The Bush administration intends to squeeze North Korea on drug trafficking and counterfeit money operations, activities that are suspected of funding Pyongyang’s missile and nuclear ambitions and which often involve the reclusive state’s diplomats, says a high-ranking U.S. official.
The initiative, which is aimed at forcing North Korea to abandon its nuclear activities, will be on the agenda in coming days as U.S. Secretary of State Condoleezza Rice meets with top officials in Japan, China and South Korea, the official told The Asahi Shimbun.

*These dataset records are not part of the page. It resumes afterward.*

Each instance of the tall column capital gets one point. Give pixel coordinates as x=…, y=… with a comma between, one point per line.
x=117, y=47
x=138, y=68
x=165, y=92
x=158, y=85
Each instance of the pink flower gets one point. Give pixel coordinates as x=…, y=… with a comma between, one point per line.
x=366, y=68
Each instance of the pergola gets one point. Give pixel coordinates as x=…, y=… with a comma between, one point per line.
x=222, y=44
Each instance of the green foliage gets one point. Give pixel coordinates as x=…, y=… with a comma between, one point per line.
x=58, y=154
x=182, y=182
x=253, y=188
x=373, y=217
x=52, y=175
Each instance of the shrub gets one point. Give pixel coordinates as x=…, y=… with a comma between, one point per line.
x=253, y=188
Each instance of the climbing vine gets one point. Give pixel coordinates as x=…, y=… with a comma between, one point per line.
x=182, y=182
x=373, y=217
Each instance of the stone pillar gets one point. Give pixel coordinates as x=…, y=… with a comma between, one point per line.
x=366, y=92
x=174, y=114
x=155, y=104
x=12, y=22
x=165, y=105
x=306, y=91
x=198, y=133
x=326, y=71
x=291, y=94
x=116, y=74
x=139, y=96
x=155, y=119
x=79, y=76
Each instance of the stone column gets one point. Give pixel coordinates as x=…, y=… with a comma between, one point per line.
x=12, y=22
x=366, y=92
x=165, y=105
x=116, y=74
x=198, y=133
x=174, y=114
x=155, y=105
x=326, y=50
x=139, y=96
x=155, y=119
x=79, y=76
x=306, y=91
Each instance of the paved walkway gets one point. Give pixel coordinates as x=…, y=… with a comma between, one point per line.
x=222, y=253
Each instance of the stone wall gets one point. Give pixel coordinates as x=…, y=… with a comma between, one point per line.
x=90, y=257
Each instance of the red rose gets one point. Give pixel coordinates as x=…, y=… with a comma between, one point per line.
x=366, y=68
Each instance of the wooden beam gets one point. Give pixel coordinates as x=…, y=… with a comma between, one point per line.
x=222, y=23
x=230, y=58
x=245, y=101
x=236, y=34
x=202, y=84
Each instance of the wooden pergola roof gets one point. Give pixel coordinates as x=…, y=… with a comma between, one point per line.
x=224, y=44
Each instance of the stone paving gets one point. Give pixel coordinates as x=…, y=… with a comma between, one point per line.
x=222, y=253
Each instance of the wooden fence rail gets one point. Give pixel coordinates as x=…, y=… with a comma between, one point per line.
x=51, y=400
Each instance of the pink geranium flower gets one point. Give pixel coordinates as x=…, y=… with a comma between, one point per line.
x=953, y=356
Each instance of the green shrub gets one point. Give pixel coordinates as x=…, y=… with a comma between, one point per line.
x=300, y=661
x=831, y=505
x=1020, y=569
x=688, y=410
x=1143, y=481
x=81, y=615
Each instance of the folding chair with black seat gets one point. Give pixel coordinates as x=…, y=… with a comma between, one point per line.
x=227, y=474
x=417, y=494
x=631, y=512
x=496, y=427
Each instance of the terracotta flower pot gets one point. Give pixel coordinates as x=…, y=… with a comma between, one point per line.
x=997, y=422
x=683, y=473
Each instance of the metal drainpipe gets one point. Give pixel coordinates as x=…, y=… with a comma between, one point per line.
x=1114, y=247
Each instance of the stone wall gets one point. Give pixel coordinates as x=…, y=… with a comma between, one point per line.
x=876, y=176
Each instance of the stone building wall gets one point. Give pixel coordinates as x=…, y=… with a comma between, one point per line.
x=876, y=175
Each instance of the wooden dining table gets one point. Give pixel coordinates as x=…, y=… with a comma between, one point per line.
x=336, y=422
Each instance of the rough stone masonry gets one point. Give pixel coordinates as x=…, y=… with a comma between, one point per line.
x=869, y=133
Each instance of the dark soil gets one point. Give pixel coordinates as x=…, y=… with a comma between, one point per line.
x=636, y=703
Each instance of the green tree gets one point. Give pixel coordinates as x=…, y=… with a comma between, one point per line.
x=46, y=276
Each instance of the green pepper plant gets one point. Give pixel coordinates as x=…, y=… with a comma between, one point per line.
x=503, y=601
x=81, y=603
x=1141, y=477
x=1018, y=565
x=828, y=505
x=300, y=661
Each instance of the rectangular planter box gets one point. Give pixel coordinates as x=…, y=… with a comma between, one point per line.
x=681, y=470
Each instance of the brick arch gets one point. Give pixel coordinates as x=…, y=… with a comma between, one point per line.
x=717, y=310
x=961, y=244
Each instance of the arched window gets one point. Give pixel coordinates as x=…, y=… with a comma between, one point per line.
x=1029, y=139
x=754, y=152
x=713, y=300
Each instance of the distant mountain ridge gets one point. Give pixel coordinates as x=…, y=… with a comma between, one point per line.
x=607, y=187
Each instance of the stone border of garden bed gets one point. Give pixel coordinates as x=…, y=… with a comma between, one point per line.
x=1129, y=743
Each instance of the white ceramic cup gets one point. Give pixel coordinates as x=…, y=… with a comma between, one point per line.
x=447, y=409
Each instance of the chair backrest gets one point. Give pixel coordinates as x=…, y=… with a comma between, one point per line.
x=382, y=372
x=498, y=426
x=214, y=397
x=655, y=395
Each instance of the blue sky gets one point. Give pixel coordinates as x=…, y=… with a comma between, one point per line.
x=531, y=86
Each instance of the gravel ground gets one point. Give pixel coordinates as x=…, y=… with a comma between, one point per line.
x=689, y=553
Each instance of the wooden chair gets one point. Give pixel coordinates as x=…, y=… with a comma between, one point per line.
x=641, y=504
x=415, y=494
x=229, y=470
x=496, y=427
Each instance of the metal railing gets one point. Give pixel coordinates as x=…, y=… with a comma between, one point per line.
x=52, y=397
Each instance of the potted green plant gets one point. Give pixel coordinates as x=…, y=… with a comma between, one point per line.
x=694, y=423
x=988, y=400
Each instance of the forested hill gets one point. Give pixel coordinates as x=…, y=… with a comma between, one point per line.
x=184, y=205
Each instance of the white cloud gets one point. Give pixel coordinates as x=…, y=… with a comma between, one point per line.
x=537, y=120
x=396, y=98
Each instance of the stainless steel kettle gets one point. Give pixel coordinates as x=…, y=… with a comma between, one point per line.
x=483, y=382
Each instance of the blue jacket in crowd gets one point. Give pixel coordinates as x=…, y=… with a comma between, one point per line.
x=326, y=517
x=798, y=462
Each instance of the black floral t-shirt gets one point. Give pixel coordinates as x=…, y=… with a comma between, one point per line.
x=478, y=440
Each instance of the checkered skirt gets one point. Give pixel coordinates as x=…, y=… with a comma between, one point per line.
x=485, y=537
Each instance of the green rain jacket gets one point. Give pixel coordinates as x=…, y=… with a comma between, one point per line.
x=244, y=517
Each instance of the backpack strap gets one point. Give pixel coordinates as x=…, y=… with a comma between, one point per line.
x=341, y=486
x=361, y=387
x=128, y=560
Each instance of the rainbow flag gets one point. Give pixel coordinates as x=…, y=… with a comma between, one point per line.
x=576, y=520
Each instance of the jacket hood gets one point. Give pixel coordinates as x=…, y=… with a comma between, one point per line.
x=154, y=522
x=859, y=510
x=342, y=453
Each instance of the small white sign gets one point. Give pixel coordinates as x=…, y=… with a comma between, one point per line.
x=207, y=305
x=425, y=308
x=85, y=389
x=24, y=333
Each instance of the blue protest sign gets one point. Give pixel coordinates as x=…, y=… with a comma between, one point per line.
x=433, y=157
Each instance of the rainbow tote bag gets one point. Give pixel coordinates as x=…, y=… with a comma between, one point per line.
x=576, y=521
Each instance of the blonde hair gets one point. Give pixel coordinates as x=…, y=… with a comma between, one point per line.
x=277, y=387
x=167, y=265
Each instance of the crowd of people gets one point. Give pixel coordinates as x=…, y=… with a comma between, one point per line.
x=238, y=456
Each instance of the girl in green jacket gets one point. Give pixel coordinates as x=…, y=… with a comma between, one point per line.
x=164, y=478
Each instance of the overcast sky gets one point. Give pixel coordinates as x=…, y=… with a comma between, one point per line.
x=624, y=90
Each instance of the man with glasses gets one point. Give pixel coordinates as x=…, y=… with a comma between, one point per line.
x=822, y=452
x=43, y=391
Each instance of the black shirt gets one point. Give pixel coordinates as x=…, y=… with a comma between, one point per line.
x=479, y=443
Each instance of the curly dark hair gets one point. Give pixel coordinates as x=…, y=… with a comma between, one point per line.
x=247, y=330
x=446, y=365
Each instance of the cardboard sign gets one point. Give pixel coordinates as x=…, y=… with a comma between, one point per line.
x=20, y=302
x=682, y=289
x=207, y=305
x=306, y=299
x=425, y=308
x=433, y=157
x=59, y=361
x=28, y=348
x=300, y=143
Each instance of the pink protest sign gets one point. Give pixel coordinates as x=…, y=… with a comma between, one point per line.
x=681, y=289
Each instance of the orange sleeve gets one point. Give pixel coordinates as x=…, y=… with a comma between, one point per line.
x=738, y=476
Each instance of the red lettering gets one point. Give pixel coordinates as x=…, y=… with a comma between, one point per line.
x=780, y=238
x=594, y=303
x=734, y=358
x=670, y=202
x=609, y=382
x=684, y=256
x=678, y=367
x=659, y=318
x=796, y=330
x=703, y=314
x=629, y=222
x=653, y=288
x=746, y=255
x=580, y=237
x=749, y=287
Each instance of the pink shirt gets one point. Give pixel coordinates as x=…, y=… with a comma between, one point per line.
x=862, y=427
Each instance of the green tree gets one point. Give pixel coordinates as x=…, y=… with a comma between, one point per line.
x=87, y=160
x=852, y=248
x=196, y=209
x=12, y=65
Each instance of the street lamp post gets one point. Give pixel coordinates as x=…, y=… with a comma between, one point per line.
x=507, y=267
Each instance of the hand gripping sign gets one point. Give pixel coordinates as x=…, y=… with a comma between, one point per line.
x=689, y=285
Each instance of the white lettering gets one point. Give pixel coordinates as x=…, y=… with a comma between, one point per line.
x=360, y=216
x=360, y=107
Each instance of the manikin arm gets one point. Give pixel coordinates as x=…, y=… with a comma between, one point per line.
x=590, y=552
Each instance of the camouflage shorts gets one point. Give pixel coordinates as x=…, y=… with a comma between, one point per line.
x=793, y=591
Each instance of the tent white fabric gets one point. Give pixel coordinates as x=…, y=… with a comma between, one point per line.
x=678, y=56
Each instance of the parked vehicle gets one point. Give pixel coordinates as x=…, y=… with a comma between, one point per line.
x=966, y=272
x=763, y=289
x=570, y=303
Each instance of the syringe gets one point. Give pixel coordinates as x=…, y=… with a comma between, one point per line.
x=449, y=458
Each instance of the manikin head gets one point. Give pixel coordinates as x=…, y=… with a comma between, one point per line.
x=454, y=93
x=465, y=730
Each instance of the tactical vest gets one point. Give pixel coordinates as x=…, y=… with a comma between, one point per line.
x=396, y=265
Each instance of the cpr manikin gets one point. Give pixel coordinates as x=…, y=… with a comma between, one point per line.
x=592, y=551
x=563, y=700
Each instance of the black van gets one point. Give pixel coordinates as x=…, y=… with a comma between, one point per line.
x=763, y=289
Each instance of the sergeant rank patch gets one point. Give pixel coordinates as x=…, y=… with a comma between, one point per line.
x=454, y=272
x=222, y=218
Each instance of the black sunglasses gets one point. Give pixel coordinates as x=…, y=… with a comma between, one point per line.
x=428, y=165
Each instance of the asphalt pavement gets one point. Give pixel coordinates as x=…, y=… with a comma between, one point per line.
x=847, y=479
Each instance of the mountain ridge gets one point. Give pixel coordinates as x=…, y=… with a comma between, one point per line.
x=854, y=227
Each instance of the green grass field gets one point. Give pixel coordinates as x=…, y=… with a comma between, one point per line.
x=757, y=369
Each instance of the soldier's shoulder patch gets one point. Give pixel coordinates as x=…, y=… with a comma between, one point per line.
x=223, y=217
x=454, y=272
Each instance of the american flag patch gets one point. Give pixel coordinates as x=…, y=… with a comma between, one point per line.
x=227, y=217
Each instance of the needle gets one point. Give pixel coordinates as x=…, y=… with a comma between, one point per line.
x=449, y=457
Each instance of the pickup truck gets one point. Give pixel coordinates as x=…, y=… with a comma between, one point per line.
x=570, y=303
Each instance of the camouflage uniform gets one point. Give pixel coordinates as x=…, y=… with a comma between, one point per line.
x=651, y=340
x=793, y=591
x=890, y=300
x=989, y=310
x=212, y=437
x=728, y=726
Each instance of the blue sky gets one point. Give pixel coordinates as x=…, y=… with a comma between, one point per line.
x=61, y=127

Rice, who arrived in Tokyo Friday for a two-day visit, will ask the leaders of those countries for support in smashing North Korea’s illicit money-making ventures.
Drug smugglers and counterfeiters are usually low life criminals while in North Korea they tend to be the priviledged regime higher ups that are making a load of money selling drugs:
How much Pyongyang is actually earning from drug trafficking, counterfeit dollars and other illegal activities is not known, say U.S. officials.
But according to Robert Charles, assistant secretary of state for narcotics control, it could constitute the gap between the North’s annual exports worth $600 million and more than $1 billion in foreign currency revenue.
He added that North Korean diplomats and agents have been involved in most of the 50-plus drug trafficking cases exposed in 20 countries over the past three decades.
In April 2003, Australia seized more than 100 kilograms of heroin from a North Korean freighter. Among those on board was a senior official of the ruling Worker’s Party.
In June last year, two diplomats with the North Korean Embassy in Cairo were caught trying to smuggle 150,000 tranquilizer tablets. By putting the squeeze on such illegal fund sources, Washington hopes to encourage Pyongyang to rejoin the six-nation framework.
I can’t help but have this picture in my mind of North Korean diplomats peddling drugs in the hallways of the UN. I have wondered at times what those suits at the UN were smoking. Now I know.